Uma breve reflexão do momento em que conheci a D. Maria do Céu, residente na Comareira.
De Góis (onde acampei) até à Comareira são cerca de nove quilómetros e uma subida de cerca de 300m de altitude. Demorei quinze minutos de carro. A D. Maria do Céu demorava duas horas a pé. Eu conduzi esse caminho porque quis conhecer a aldeia de xisto. Esta senhora fê-lo a sua vida toda para vender luvas de lã no mercado para alimentar a família. Atrevam-se a falar de “white privilege” à D. Maria do Céu.
Esta senhora de 80 anos ainda se enraivece ao ver as suas plantações dos últimos anos a serem destruídas pelos veados que as eólicas mandaram pela montanha abaixo. Esta senhora, cujos pais viam os seus rebanhos assaltados por lobos, cuja alimentação era à base de castanhas, três porcos por ano, água-mel e a já tão ouvida sardinha a dividir por quatro, rir-se-ia na cara de quem a chamasse de privilegiada só por ser caucasiana.
Bem sei que todos ouvimos estas e outras histórias dos nossos avós sobre como era duro antigamente. Bem sei que está no nosso vocabulário básico que no interior era ainda pior do que o pior do litoral. Bem sei que não estou a dizer nada de novo. No entanto, também bem sei que a passagem do tempo apaga o sofrimento. Este presentismo é uma das coisas que mais se aproxima do vosso “privilégio”.

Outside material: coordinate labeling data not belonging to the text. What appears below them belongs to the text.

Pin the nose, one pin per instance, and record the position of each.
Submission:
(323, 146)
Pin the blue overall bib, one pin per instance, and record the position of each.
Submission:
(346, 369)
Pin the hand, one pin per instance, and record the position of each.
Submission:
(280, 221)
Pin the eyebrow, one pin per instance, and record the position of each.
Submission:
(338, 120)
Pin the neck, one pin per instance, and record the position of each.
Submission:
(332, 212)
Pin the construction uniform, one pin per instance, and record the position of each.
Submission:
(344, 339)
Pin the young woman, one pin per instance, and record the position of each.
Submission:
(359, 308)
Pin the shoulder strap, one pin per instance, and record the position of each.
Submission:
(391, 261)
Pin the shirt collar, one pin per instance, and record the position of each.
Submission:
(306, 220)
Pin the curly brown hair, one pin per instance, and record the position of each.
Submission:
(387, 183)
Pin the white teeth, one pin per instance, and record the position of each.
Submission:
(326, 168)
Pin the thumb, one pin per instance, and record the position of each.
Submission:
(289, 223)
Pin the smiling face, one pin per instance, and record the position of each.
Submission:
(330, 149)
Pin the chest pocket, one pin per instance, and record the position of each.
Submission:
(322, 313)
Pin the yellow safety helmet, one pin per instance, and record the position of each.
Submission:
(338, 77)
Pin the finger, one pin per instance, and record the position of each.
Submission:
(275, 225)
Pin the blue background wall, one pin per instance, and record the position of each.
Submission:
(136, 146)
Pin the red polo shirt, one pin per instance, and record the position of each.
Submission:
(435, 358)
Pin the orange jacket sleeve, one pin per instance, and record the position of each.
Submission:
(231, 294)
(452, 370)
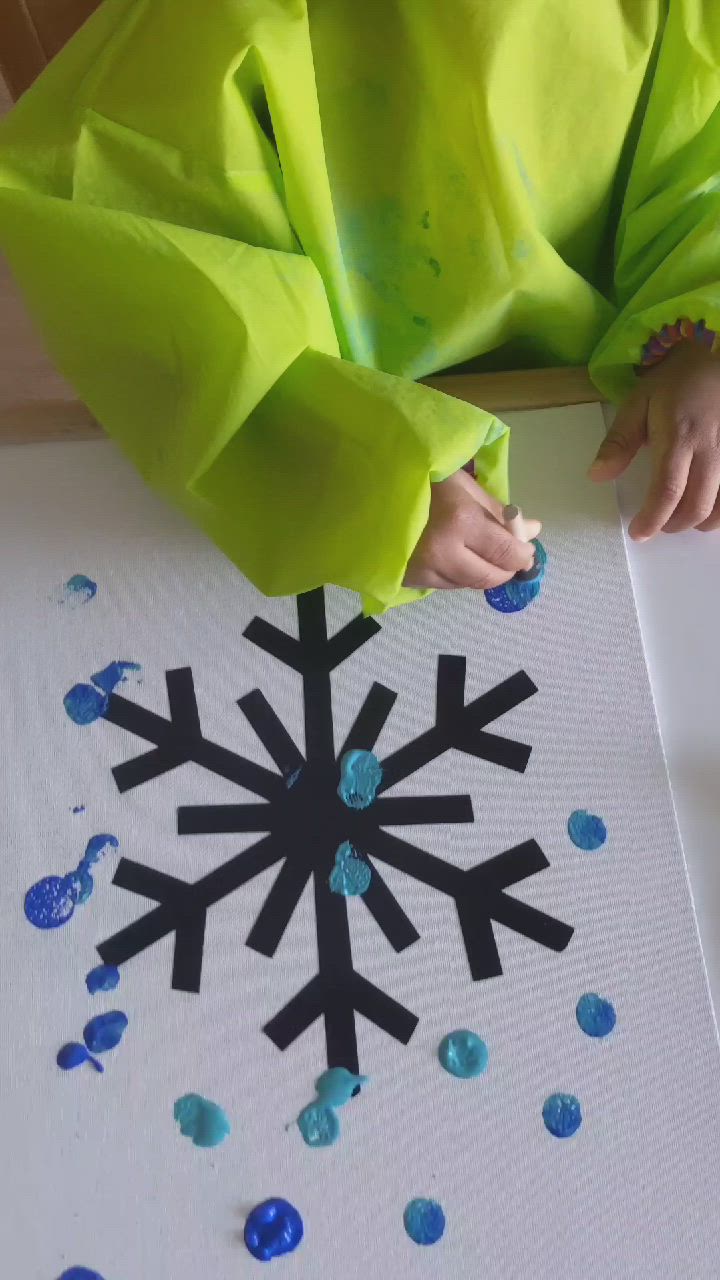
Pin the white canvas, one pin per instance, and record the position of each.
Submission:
(94, 1168)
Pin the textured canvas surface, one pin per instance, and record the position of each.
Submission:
(95, 1170)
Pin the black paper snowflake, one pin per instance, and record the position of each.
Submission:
(302, 796)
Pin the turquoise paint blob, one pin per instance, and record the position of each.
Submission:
(203, 1121)
(596, 1016)
(587, 831)
(105, 1032)
(464, 1054)
(337, 1086)
(351, 874)
(360, 776)
(104, 977)
(318, 1125)
(272, 1229)
(81, 1274)
(515, 595)
(85, 704)
(77, 590)
(561, 1115)
(424, 1221)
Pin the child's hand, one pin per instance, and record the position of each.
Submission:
(465, 542)
(675, 408)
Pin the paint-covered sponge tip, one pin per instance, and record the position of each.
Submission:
(203, 1121)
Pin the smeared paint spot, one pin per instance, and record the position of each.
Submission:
(105, 1031)
(77, 590)
(515, 595)
(337, 1086)
(74, 1055)
(561, 1115)
(51, 901)
(586, 830)
(81, 1274)
(203, 1121)
(424, 1221)
(596, 1016)
(104, 977)
(464, 1054)
(85, 704)
(360, 776)
(351, 874)
(272, 1229)
(318, 1125)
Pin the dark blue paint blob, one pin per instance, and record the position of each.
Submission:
(351, 874)
(81, 1274)
(78, 589)
(586, 830)
(424, 1221)
(360, 776)
(464, 1054)
(516, 594)
(73, 1055)
(561, 1115)
(337, 1086)
(203, 1121)
(318, 1125)
(105, 1032)
(85, 704)
(113, 675)
(50, 903)
(272, 1229)
(596, 1016)
(104, 977)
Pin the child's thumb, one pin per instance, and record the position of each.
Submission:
(623, 440)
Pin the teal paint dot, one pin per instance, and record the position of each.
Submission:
(424, 1221)
(586, 830)
(318, 1125)
(337, 1086)
(596, 1016)
(561, 1115)
(351, 874)
(201, 1120)
(360, 776)
(464, 1054)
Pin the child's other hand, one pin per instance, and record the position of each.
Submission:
(675, 410)
(465, 542)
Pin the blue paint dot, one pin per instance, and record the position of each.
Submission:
(464, 1054)
(272, 1229)
(113, 675)
(351, 874)
(424, 1221)
(85, 704)
(318, 1125)
(596, 1016)
(78, 589)
(50, 903)
(337, 1086)
(586, 830)
(81, 1274)
(203, 1121)
(104, 977)
(360, 776)
(105, 1032)
(515, 595)
(561, 1115)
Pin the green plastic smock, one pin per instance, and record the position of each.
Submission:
(247, 227)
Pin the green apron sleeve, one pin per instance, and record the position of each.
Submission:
(668, 250)
(172, 292)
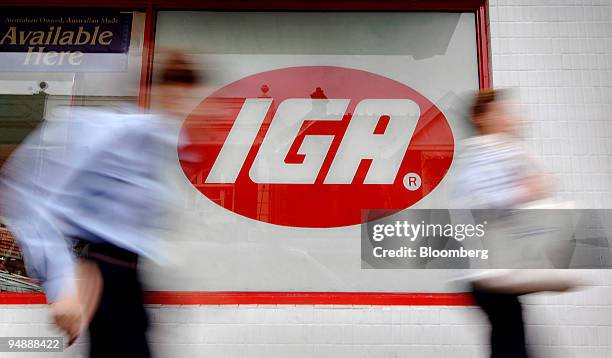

O trabalho de sol a sol agora chama-se burnout. O racionamento de comida agora chama-se dieta de jejum intermitente. As duas horas a pé pela serra para vender o pouco que se fazia agora chama-se desporto. Não se enganem, estes não são argumentos contra a melhoria da qualidade de vida. Não são argumentos contra a progressão geracional. São argumentos a implorar que não nos esqueçamos do passado.
Se existe “privilégio”, valha o que valha esse conceito, está na pessoa que reclama por não haver soja desidratada nas prateleiras. Não está na cor de pele. Muito menos na cor da pele da D. Maria do Céu da Comareira – avermelhada, queimada pelas horas incontáveis ao sol.
Atrevam-se a falar de “white privilege” à D. Maria do Céu.